Injectable Polypeptide Hydrogel Depots Containing Dual Immune Checkpoint Inhibitors and Doxorubicin for Improved Tumor Immunotherapy and Post-Surgical Tumor Treatment

Round 1

Reviewer 1 Report

Reviewers’ comments for the Manuscript ID:

The manuscript title: “Injectable Polypeptide Hydrogel Depots Containing Dual Immune Checkpoint Inhibitors and Chemotherapeutics for Improved Tumor Immunotherapy and Post-Surgical Tumor Treatment”.

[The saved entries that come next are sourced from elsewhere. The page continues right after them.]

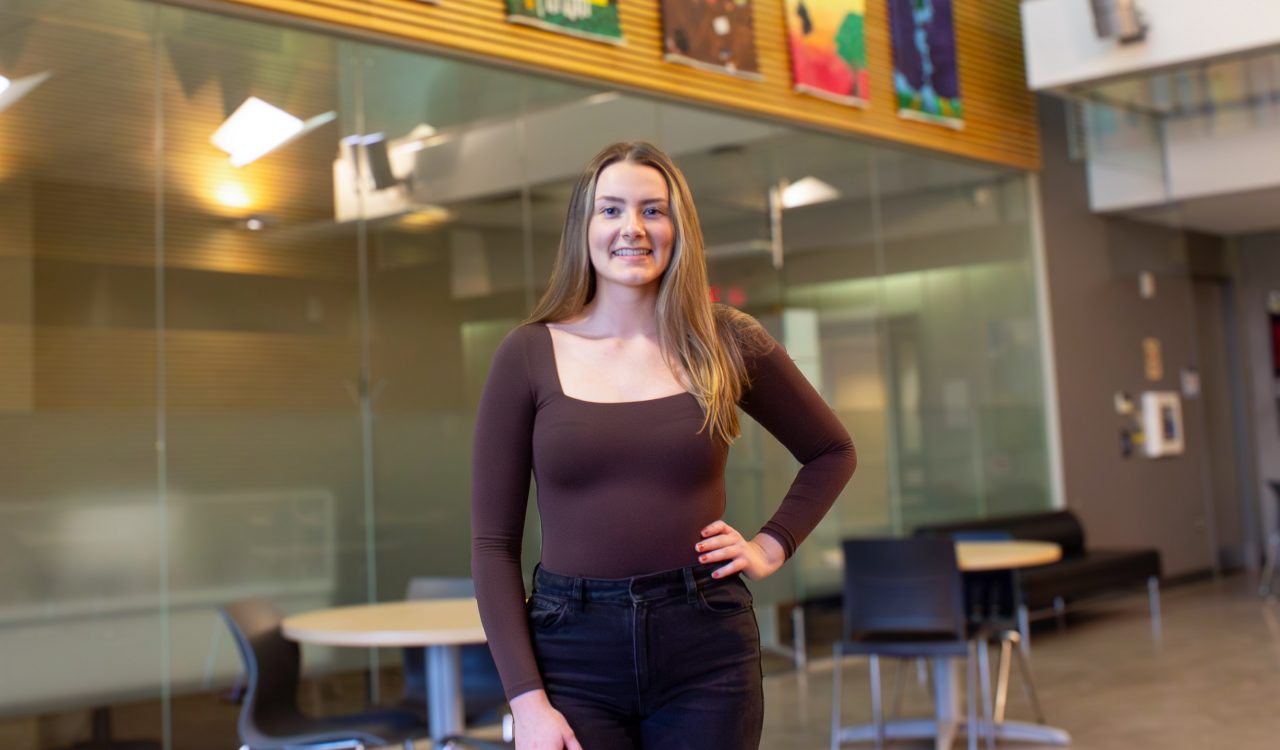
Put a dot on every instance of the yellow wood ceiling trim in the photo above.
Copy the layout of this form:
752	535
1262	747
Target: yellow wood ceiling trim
1000	113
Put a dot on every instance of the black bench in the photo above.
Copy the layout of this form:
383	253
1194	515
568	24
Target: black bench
1083	574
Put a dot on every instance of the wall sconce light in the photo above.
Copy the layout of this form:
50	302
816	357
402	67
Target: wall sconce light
807	191
256	128
1119	19
13	90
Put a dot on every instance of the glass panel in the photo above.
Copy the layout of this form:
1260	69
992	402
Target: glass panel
963	346
81	526
263	378
831	270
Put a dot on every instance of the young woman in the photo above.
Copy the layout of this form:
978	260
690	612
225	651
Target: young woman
621	397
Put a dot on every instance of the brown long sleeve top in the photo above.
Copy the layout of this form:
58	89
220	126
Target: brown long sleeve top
624	489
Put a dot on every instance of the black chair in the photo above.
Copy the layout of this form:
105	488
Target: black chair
904	599
270	718
483	695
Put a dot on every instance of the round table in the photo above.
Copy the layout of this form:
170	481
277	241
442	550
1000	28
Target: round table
438	625
974	557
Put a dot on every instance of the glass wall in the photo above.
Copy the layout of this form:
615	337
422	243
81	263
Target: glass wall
222	382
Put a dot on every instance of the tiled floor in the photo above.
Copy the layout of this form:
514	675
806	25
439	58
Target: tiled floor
1212	682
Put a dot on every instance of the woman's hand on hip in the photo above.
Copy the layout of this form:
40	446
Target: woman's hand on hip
539	726
757	558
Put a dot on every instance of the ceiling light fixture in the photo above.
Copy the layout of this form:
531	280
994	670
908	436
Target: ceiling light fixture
808	191
13	90
256	128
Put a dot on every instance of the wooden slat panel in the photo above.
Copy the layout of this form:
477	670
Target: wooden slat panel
1000	113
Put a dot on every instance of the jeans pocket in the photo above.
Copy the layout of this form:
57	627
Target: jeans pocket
725	598
545	612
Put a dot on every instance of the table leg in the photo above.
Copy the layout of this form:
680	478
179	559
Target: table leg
949	721
444	693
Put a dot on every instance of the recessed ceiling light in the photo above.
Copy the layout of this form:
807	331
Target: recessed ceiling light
13	90
256	128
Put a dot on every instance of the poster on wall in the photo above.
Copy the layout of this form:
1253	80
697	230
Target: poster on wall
592	19
926	78
828	49
712	35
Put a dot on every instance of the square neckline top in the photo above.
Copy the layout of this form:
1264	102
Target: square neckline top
560	385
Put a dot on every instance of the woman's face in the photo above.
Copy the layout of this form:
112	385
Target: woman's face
630	234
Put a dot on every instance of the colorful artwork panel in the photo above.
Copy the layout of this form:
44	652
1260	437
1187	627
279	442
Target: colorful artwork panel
713	35
828	49
593	19
926	78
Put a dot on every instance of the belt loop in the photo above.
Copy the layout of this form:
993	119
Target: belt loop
690	585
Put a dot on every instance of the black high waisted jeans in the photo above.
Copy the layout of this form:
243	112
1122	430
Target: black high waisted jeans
659	662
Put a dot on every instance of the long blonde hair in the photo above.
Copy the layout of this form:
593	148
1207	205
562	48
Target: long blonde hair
707	341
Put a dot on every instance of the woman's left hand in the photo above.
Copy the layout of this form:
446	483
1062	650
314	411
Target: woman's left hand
755	558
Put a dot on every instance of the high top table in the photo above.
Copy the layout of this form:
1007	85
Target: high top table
949	719
438	625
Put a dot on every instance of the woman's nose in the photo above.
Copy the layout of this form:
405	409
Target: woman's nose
632	225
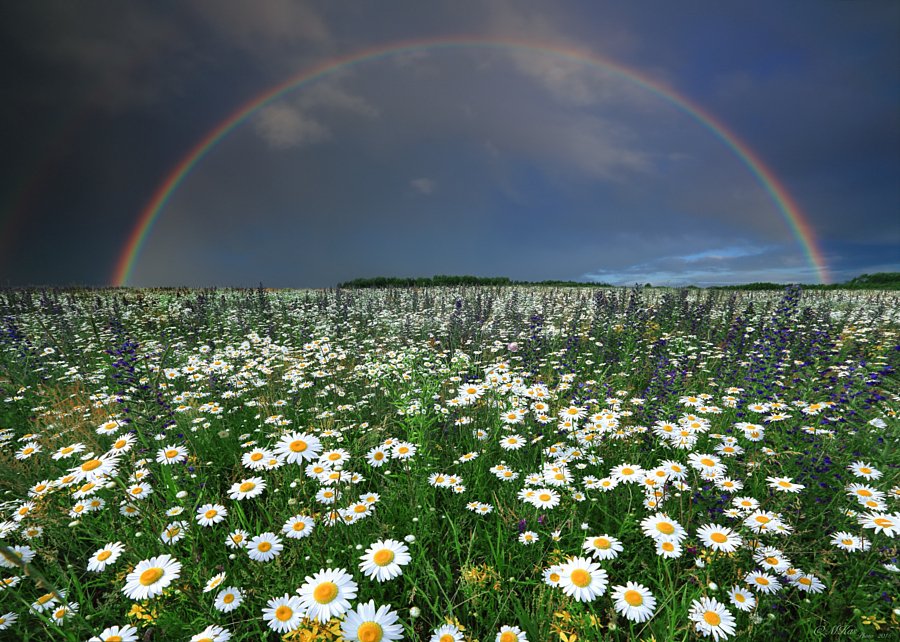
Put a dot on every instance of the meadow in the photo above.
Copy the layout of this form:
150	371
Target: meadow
491	464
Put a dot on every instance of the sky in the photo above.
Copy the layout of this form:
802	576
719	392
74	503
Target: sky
650	155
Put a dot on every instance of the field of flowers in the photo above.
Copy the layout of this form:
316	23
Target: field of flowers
449	464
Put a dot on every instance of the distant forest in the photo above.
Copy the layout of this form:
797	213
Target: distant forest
878	281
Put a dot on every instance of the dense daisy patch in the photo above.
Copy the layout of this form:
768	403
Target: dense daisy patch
480	464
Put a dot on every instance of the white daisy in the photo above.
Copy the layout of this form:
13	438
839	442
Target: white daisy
150	577
383	560
327	594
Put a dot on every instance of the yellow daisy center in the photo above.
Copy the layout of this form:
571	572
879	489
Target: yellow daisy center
151	576
325	592
634	598
581	577
712	618
369	632
383	557
665	528
90	465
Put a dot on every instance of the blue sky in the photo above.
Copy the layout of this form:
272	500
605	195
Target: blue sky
463	161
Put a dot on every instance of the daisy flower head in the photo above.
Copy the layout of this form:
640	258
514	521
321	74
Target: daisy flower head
116	634
237	539
510	634
762	582
264	547
582	579
602	547
719	538
660	526
298	527
887	523
298	447
784	485
446	633
283	613
94	469
545	498
210	514
104	557
383	560
741	598
711	618
172	455
377	456
212	633
634	601
864	470
247	489
327	594
365	623
668	549
403	450
627	473
150	577
228	599
528	537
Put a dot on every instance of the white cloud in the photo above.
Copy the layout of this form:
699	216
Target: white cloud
283	126
423	185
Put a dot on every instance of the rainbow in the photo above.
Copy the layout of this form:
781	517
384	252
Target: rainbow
789	209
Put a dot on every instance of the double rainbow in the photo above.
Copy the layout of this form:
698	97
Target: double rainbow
794	218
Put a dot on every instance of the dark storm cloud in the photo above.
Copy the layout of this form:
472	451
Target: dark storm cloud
486	162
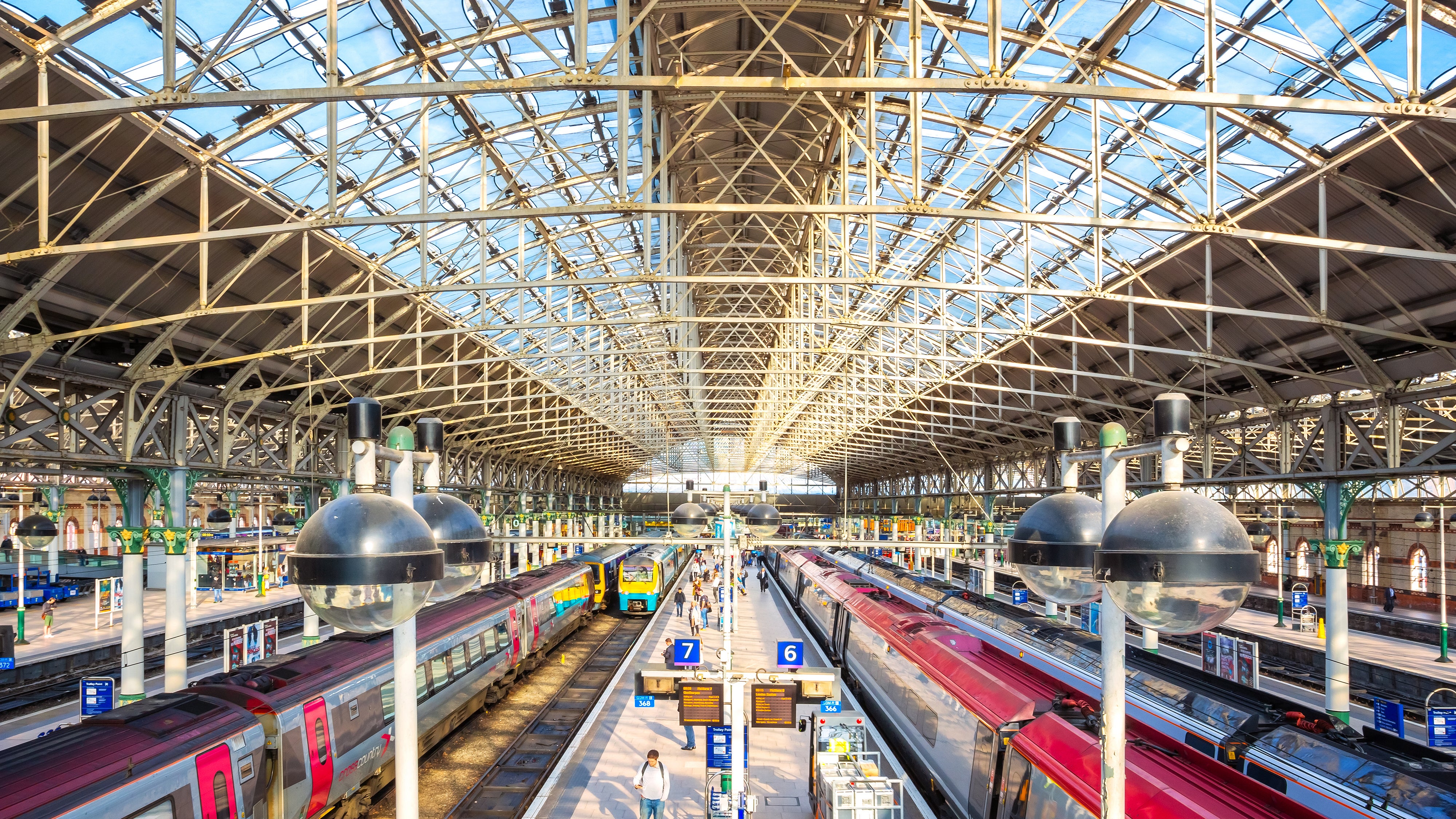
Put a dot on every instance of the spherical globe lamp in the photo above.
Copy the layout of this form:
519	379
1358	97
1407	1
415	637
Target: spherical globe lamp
689	521
366	563
764	521
37	531
1053	547
218	519
1177	562
461	535
285	522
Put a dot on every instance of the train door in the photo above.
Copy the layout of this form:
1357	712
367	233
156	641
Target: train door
321	757
215	783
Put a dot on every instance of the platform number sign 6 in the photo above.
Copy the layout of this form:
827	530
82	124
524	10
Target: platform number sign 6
791	653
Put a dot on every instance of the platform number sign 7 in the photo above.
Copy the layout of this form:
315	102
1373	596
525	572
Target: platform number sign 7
688	653
791	653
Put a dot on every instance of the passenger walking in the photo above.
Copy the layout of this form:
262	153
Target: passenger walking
653	784
49	616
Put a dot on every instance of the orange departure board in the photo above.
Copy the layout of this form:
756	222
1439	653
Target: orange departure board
772	706
701	704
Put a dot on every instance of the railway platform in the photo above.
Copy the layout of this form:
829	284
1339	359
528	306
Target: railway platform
596	776
75	632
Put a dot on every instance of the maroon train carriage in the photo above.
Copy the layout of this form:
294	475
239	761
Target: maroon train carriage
298	733
995	736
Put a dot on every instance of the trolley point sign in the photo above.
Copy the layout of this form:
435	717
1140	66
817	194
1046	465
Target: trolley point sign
772	706
701	704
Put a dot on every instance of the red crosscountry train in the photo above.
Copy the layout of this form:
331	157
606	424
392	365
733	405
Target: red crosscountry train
995	738
299	733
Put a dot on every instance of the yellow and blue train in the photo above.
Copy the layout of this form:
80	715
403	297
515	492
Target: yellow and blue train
605	563
646	578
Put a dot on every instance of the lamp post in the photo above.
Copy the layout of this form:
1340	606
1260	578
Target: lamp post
1171	562
368	562
1425	521
36	531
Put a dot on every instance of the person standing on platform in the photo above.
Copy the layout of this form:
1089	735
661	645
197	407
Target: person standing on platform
49	616
653	784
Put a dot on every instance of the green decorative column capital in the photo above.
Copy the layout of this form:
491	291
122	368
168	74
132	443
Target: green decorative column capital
177	538
1337	553
132	538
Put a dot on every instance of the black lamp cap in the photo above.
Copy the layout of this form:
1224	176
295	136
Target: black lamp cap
1067	434
366	419
1173	415
37	527
762	515
456	528
430	435
689	515
1176	537
1058	530
366	540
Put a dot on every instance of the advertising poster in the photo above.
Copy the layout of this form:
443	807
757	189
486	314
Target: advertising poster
1250	664
234	643
1228	658
256	642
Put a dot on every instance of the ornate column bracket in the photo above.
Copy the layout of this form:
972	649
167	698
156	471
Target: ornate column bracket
1337	553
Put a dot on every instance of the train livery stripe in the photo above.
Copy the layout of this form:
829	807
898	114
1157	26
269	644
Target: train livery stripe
321	758
215	783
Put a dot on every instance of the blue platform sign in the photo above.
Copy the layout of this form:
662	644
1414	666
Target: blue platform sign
720	747
791	653
1390	717
98	696
688	652
1093	618
1441	728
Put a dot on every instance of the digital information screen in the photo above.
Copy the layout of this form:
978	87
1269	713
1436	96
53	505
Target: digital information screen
772	706
701	704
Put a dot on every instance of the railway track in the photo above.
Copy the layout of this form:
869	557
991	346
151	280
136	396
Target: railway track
496	763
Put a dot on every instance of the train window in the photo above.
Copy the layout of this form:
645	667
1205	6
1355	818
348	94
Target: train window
984	770
155	811
1030	795
222	805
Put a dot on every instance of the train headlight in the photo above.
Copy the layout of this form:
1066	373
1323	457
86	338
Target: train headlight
764	521
461	537
1053	546
1177	562
689	521
366	563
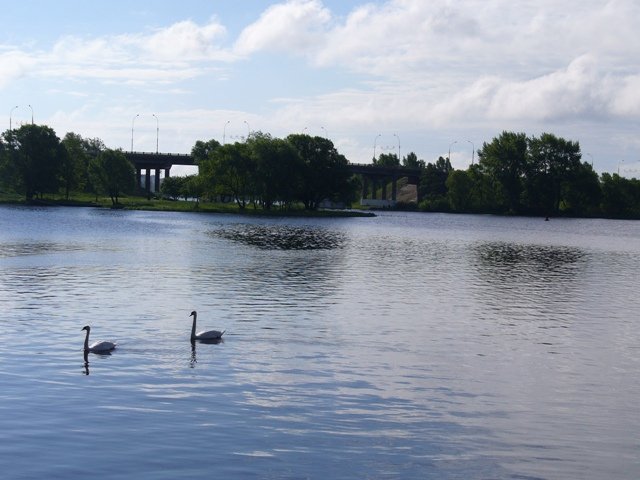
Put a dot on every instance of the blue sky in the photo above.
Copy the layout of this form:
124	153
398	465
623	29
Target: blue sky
410	75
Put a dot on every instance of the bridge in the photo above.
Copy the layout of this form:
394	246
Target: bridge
374	177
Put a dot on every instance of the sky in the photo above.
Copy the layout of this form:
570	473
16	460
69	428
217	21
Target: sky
394	76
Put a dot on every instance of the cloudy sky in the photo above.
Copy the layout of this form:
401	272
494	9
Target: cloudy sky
426	76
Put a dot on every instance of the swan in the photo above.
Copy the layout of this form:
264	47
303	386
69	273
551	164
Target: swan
205	335
96	347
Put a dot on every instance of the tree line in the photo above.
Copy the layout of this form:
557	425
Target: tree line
267	172
521	175
515	174
264	171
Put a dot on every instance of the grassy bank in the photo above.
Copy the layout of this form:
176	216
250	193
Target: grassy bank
142	203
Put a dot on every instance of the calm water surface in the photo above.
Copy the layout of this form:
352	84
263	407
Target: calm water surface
401	346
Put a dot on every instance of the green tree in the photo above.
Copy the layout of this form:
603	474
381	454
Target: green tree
201	151
112	174
504	160
552	165
325	172
192	187
460	190
278	169
74	163
433	180
620	196
32	160
387	160
229	171
411	161
172	187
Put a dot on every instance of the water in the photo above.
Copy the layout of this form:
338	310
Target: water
401	346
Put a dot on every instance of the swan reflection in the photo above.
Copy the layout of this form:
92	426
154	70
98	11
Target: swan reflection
283	237
194	358
85	354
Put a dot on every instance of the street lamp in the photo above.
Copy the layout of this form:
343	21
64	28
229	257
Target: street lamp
248	129
157	130
132	123
396	135
591	159
224	132
450	145
473	151
10	114
374	146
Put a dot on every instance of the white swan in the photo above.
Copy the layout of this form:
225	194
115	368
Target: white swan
205	335
96	347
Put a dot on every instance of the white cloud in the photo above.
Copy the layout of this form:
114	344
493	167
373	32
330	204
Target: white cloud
181	51
296	26
13	65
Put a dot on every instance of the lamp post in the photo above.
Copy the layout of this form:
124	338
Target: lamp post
374	146
133	121
10	114
157	130
224	132
591	159
450	145
248	129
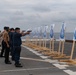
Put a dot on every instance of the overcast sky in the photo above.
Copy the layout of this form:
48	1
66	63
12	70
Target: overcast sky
33	13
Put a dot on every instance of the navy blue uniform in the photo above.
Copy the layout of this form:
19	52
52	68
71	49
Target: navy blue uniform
11	41
17	46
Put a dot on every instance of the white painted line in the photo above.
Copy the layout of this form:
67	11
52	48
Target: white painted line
33	59
70	72
60	66
52	61
18	70
44	57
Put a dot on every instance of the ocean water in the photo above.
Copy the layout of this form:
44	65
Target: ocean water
68	36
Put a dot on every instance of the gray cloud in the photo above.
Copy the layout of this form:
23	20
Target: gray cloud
32	13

In the current manuscript, authors described the combined use of dual immune checkpoint blockade (ICB) antibodies, anti-cytotoxic T-lymphocyte-associated protein 4 (aCTLA-4), anti-programmed cell death protein 1 (aPD-1), and a chemotherapy drug, doxorubicin (Dox), into a thermo-gelling methoxy poly (ethylene glycol)-block-poly(γ-ethyl-L- 16 glutamate) (mPEG-PELG) diblock copolymer hydrogel. It is well organized manuscript, results are presented nicely I don’t have anything to criticize, all the results are anticipated according to theory. The only one question I have is, why authors injected the Dox/aCTLA-4/aPD-1 co-loaded hydrogel at tumor site (peritumorally)?,  did authors also tried other route of injections such as intraperitonially (IP) or  subcutaneous injections?, it  would be better to see toxicity and drug distribution when injected with either of these routes and it will be translatable to humans. Peritumorally injections are not possible in humans right?

Author Response

Reviewer 1:

In the current manuscript, authors described the combined use of dual immune checkpoint blockade (ICB) antibodies, anti-cytotoxic T-lymphocyte-associated protein 4 (aCTLA-4), anti-programmed cell death protein 1 (aPD-1), and a chemotherapy drug, doxorubicin (Dox), into a thermo-gelling methoxy poly (ethylene glycol)-block-poly(γ-ethyl-L- 16 glutamate) (mPEG-PELG) diblock copolymer hydrogel. It is well organized manuscript, results are presented nicely I don’t have anything to criticize, all the results are anticipated according to theory.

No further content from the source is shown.